We learned that Ibrahimovic stole bikes when he was little. That he drank enormous amounts of vodka with David Trezeguet and slept in a bathtub after one of Juventus’s league titles. That he threw homemade bombs at a friend’s shop in Malmo. And that he thought Arsenal’s Freddie Ljungberg was a prima donna.
There was not universal praise for the book, however. In Spain they were, predictably, defensive of Guardiola and his methods. When Ibrahimovic’s current club, Milan, were about to meet Barcelona in the Champions League, one paper published a cartoon with the book as toilet paper, saying: “Pep has some new paper to wipe his bum with.” Xavi added: “I am surprised and a little disappointed with Ibra. Our manager has taught me everything about football and at Barcelona we always looked after Ibrahimovic when he was with us.”
In neighbouring Denmark, several players questioned the motives behind the book. “People believe what they read, but one does not know the whole truth about these stories,” said Dennis Rommedahl. “It could be that Guardiola and Ljungberg have a different version of events. Also, I wouldn’t let the whole world know if I had a problem with someone. Why would I hang someone out to dry in such a public manner?”

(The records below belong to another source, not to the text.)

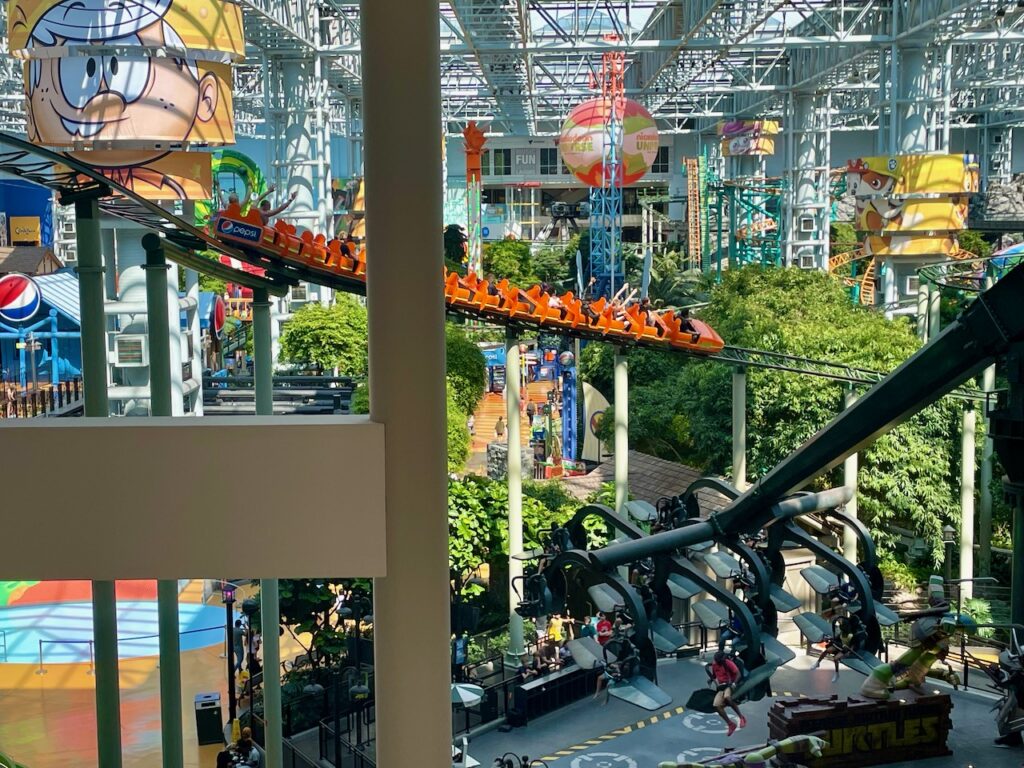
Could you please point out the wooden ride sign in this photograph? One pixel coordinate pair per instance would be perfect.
(864, 731)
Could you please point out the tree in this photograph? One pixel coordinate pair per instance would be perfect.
(465, 367)
(509, 258)
(328, 337)
(680, 409)
(456, 244)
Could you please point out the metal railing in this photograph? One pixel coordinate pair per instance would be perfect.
(64, 399)
(41, 669)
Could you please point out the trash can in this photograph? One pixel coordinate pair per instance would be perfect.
(209, 719)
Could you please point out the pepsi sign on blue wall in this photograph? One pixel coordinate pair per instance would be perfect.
(19, 298)
(240, 230)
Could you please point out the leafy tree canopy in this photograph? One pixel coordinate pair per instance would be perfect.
(680, 409)
(328, 337)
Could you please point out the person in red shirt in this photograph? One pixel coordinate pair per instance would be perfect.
(726, 675)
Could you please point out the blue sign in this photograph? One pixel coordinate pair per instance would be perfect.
(19, 298)
(240, 230)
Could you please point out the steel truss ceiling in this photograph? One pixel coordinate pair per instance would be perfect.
(521, 65)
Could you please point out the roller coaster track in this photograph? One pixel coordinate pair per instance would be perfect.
(73, 179)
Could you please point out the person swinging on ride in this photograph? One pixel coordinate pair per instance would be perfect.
(726, 675)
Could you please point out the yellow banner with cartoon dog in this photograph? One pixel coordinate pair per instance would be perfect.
(912, 174)
(943, 246)
(911, 214)
(204, 29)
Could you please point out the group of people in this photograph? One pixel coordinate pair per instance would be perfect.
(243, 754)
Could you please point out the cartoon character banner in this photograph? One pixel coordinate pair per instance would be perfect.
(747, 137)
(128, 102)
(941, 247)
(156, 175)
(912, 174)
(210, 30)
(911, 214)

The critics, too, were divided. Johan Esk, at Sweden’s most widely circulated paper, Dagens Nyheter, thought Ibrahimovic’s book was a good read but that it did not offer anywhere near the same insight as the remarkable autobiography of a high jumper, Patrik Sjoberg, which was also released last year. Mats Gellerfelt, of the daily paper Svenska Dagbladet, said: “There is a lot of intrigue and power battles, but there are no attempts whatsoever to address the problems with the world of football, or its ruthless commercialism.”
There has been talk of the book becoming a film and, after Ibrahimovic’s destruction of Arsenal in Milan’s first leg of the Champions League last-16 tie, he has shown that his footballing powers are not diminishing. For Ibrahimovic, that is important. What is the point of talking the talk if you are not walking the walk?